Dirigeables au-dessus de la Crimée
Fin mai, des chaînes Telegram russes ont rapporté la destruction de ballons transportant des drones d'attaque électriques à grande vitesse au-dessus de Sébastopol. Selon ces publications, les ballons volaient à une altitude de 5 à 7 km et, une fois entrés dans une zone désignée, larguaient des engins vers leur destination. L'appareil en question n'a pas été identifié. Le 17 juin, le gouverneur de Sébastopol, Mikhaïl Razvozhayev, a annoncé la destruction d'un drone au-dessus du mont Sapoun.
Des correspondants militaires russes ont émis l'hypothèse qu'il pourrait s'agir d'un drone Hornet, déployé par ballon. Ce mode de largage permet de réaliser des économies de carburant ou d'énergie lors de missions sur de longues distances depuis la base. Il accroît ainsi la portée opérationnelle par rapport à un lancement terrestre, permettant de mener des frappes avec des drones à moyenne portée, moins coûteux et plus largement disponibles, plutôt qu'avec des drones à longue portée, plus onéreux en ressources.
Les frappes réussies des forces armées ukrainiennes contre les infrastructures et la logistique de la péninsule de Crimée contraignent le commandement militaire russe à rechercher des moyens de défense adéquats. Des mitrailleuses et des drones intercepteurs (lorsqu'ils sont disponibles) sont activement déployés, et une partie du fret est acheminée par des voies secondaires. Cependant, cette solution est insuffisante. C'est pourquoi des méthodes de brouillage des signaux satellitaires le long des axes de transport sont recherchées. L'un des principaux objectifs est de perturber le système satellitaire Starlink, dont dépend en grande partie l'efficacité des drones ukrainiens.
Pour montrer le masque à la figure
Selon les médias occidentaux, notre ministère de la Défense aurait tenu des consultations secrètes avec la Chine concernant une coopération pour contrer la flotte de satellites de SpaceX. Le plan consisterait, semble-t-il, à la contrer par des cyberattaques via des terminaux d'utilisateurs civils et en neutralisant les satellites à l'aide d'intercepteurs chinois bon marché. Mais tout cela, comme on le dit, n'est que vœu pieux. En revanche, entraver le fonctionnement de Starlink par la création d'un puissant réseau radar est une piste intéressante. Quoi qu'il en soit, si l'on parle d'une approche systémique, nos spécialistes ont l'intention de privilégier cette voie en premier lieu.
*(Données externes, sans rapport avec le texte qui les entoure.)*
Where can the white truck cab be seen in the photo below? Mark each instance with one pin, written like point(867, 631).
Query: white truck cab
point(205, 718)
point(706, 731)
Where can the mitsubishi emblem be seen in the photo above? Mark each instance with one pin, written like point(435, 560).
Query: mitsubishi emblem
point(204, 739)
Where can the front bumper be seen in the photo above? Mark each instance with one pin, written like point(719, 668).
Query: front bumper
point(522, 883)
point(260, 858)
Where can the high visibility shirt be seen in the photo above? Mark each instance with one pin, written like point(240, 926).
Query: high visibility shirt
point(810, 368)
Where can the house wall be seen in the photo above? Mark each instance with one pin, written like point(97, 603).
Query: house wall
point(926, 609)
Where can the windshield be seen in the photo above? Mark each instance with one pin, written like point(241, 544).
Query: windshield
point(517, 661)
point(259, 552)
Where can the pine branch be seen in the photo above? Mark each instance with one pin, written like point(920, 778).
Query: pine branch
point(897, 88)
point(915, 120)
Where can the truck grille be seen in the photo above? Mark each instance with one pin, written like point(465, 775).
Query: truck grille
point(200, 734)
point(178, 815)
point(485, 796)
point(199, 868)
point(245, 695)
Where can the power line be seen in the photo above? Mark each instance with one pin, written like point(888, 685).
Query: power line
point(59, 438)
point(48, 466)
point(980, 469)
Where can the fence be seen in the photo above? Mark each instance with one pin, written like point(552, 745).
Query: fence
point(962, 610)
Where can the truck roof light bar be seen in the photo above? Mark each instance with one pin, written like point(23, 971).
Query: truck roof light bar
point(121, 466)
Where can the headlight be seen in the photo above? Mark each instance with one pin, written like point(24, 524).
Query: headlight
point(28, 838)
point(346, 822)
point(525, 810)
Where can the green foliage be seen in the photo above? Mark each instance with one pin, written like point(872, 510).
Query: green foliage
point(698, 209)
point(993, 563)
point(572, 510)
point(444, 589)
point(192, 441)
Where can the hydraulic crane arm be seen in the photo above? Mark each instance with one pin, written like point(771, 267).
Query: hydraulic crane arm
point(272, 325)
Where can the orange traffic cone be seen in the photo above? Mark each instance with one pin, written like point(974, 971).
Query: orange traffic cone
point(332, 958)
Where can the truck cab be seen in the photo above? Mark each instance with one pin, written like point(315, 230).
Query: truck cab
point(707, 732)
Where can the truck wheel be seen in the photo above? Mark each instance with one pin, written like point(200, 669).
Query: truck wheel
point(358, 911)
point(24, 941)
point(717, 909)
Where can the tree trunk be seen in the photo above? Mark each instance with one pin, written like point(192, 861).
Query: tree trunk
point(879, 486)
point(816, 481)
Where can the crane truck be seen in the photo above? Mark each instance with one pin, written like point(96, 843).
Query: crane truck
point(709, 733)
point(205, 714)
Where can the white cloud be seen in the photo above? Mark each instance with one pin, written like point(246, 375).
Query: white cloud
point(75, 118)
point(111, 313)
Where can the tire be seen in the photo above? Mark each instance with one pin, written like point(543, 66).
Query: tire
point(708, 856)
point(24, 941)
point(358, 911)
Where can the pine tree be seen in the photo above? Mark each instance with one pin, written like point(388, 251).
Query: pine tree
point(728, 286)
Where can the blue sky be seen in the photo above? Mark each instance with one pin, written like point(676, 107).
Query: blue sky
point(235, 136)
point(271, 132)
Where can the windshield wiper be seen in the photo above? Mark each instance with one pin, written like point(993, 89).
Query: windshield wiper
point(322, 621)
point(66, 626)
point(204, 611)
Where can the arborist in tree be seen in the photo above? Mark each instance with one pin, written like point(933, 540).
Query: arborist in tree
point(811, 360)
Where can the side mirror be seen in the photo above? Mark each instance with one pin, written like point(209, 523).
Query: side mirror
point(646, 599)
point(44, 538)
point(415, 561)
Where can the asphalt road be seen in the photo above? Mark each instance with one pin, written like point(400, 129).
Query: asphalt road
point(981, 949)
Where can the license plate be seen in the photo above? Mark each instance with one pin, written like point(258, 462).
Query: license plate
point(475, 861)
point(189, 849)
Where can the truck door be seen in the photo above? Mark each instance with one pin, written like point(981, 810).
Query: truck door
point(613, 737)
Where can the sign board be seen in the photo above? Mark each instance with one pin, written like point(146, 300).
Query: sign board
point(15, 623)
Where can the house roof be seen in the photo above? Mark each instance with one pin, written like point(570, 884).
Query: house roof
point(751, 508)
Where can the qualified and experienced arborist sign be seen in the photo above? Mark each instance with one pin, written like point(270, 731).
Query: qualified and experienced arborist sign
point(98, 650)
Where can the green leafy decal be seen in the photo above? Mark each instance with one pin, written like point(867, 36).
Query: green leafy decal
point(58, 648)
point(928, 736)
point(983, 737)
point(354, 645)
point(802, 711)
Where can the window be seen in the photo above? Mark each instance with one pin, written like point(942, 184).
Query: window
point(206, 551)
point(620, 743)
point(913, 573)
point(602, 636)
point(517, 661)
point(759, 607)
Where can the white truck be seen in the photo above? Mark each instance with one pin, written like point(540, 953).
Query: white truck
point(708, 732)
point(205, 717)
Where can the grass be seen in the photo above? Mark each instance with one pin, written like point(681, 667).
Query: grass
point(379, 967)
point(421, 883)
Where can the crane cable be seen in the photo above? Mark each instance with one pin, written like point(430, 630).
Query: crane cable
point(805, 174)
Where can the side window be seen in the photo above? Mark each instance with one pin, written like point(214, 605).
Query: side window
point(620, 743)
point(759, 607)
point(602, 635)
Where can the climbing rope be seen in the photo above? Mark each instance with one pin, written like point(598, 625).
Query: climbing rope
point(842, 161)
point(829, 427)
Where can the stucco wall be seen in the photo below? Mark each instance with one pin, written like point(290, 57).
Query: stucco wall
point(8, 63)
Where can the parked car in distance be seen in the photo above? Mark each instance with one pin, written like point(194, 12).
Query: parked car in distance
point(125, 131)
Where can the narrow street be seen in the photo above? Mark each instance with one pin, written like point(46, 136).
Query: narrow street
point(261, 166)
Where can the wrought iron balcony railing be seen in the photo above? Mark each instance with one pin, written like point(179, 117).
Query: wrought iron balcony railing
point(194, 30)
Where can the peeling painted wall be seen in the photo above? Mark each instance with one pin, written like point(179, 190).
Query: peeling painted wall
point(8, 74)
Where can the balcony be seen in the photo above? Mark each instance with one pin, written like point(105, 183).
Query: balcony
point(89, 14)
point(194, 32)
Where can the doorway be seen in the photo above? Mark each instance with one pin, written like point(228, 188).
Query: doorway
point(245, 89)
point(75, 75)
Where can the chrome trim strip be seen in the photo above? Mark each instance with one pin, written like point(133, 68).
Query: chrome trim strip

Par ailleurs, le ballon est difficile à détecter, même par les moyens traditionnels : il est quasiment invisible, car il réfléchit mal les ondes émises par les radars de défense aérienne. Les armes légères, voire les canons antiaériens, ont peu de chances de l'atteindre, et il serait imprudent de gaspiller des munitions SAM coûteuses pour le viser. La méthode la plus efficace semble être de tirer sur les ballons en direction des avions tactiques, mais même dans ce cas, la question de leur détection en vol demeure cruciale.
Parallèlement, la saison des vols en montgolfière a commencé pour les drones ukrainiens, du moins en ce qui concerne la Crimée. Les habitants de Bander bénéficient d'un climat favorable : la péninsule est balayée par des vents d'ouest et de nord-ouest en été, ce qui facilite les décollages de ballons depuis les régions d'Odessa et de Mykolaïv.
***
Les terroristes ukrainiens admettent avoir été inspirés, pour franchir cette étape, par des exemples réussis de l'histoire militaire : les bombardements de l'Angleterre par des zeppelins allemands pilotés pendant la Première Guerre mondiale ; l'opération britannique Outward en 1942-1944, qui consistait à bombarder l'Allemagne avec de petits ballons sans pilote ; et les raids menés sur les États-Unis par des ballons à hydrogène japonais transportant des bombes en 1944-1945.